Emily Post published the seminal book of good manners, Etiquette, in 1922. In it, she laid out guidelines for courteous behavior for all occasions. Although society has changed, good manners haven’t. The Emily Post Institute offers contemporary etiquette tips for all occasions, such as weddings, business events, or just a casual party. I say all this because the Indians were the guests of the Chicago White Sox for ChiSox’s home opener on Friday. Opening Day is a big deal, full of pomp, circumstance, and optimism. A polite guest would have shown up, played nicely, and let the Wookie win. The Indians clearly did not review all of the tips for being a good guest.
Punctuality went out the window when the start of the game was delayed 15 minutes due to snow, rain, and whatever else a city on a lake can dish up. Another no-no is not to overindulge–as the Emily Post Institute says, “Attacking finger foods as if you haven’t eaten in a week will not only attract the wrong kind of attention, it will also leave less food for other guests.” By that standard, the Indians’ 7-1 win might be the equivalent of snarfing down half the sandwiches and blatantly double-dipping in the guacamole so many times that everyone else loses their appetite.
The Tribe wasted no time in spoiling this party, scoring three runs in the 1st. With Kipnis, Lindor, and Napoli loading the bases, Carlos Santana hit a dribbler that White Sox catcher Alex Avila picked up mid-way between the plate and the mound. For half a second, Avila looked like he was going to try and throw Jason Kipnis out at home. He decided against it and went for the out at first, which he should have done in the first place. The dithering cost the White Sox another run, as Avila’s throw went into right field, allowing Francisco Lindor to score. Yan Gomes hit a sacrifice fly to score Mike Napoli from third, and the Tribe was up 3-0.

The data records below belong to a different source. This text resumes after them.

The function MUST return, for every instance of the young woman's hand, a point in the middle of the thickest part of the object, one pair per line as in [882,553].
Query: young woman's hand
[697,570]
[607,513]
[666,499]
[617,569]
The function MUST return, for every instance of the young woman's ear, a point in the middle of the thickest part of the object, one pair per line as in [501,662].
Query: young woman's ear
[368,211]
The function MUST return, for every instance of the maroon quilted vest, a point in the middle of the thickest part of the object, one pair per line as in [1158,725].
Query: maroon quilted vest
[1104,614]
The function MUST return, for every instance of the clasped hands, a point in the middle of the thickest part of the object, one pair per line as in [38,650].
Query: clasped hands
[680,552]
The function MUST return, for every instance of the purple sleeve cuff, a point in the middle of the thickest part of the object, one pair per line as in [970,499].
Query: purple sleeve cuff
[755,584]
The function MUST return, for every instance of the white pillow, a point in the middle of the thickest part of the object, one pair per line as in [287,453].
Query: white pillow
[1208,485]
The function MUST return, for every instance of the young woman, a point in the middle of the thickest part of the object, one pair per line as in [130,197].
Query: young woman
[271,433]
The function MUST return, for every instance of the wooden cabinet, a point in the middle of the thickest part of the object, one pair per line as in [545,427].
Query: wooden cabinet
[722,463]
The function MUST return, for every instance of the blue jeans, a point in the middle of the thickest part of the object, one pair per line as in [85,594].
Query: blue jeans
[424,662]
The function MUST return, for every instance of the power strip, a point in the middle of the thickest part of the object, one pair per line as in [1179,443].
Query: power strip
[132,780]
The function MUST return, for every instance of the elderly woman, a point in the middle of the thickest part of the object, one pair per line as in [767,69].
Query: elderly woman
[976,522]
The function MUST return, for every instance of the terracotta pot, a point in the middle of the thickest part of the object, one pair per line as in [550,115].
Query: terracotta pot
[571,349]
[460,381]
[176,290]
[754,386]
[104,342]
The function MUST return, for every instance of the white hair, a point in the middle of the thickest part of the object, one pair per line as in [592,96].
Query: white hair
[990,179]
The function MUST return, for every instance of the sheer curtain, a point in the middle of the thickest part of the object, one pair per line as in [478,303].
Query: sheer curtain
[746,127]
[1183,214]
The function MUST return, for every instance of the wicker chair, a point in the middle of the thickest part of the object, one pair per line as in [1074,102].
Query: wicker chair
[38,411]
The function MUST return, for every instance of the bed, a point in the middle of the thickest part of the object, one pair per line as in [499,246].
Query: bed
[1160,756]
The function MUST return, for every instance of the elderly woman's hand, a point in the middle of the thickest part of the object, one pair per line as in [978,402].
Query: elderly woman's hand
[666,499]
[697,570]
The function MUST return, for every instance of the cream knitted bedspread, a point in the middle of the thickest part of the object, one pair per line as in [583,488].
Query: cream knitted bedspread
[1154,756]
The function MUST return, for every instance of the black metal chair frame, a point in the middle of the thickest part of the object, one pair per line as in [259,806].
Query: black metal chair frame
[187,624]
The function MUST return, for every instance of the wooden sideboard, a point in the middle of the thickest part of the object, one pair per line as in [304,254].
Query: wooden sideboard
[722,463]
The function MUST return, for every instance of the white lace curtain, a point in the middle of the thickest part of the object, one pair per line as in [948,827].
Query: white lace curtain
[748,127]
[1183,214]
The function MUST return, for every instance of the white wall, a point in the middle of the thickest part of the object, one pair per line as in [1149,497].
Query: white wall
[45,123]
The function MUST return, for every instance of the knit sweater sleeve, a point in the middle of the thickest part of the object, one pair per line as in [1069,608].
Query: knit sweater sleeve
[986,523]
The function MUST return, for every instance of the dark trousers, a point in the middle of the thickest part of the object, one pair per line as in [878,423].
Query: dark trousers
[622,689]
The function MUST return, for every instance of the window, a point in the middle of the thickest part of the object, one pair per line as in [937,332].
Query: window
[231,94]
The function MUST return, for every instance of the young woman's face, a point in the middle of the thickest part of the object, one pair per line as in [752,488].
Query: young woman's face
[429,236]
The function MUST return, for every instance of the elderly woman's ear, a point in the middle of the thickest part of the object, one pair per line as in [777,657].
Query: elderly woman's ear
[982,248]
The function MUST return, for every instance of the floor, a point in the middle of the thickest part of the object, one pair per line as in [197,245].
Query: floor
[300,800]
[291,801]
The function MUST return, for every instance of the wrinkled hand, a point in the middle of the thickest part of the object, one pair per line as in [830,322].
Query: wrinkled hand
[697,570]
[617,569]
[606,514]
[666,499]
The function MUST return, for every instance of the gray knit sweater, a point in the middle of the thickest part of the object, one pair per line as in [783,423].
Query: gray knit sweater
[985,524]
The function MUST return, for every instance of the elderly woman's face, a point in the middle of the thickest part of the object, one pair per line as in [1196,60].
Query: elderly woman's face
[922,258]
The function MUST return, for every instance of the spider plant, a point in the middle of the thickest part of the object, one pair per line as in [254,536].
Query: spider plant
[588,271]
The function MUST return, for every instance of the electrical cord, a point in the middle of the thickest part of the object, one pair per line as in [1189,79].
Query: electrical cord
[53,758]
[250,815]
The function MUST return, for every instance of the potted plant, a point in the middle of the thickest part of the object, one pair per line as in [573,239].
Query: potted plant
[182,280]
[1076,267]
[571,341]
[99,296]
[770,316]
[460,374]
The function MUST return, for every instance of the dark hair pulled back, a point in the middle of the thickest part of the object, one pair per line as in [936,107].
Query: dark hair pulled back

The ill-behaved party guests picked up two more runs in the 2nd. With one out, Jose Ramirez doubled (and yes, he did lose his batting helmet rounding first). He then scored on a Rajai Davis triple. Jason Kipnis hit a sacrifice fly to bring Davis home, making the score 5-0.
A good host circulates among the guests, trying to start conversations and introduce newcomers. New White Sox Todd Frazier tried circulating a rally for Chicago in the 4th with a solo home run off Danny Salazar, but the White Sox simply weren’t up to the task. That was their only run of the day.
The Indians weren’t done making their host wish they’d never been invited. With two outs in the 5th, a string of singles by Francisco Lindor, Mike Napoli, and Carlos Santana and a double by Yan Gomes added two more runs.
Defensively the Indians also did their job. The infield turned two double plays and Yan Gomes picked Avisail Garcia off of first base in the 2nd inning. In addition, with a runner on and driving snow, Rajai Davis made a great diving catch to end the 5th inning and a possible rally.
Starter Danny Salazar went 5.1 innings in 39 degree weather, striking out nine and allowing only one run. Jeff Manship, Trevor Bauer, and Dan Otero combined to finish off the game. After his less-than-stellar outing in the home opener, it was particularly nice to see Bauer go two scoreless innings and notch 2 strikeouts. Final score: the hosts 1, the unruly party guests, 7.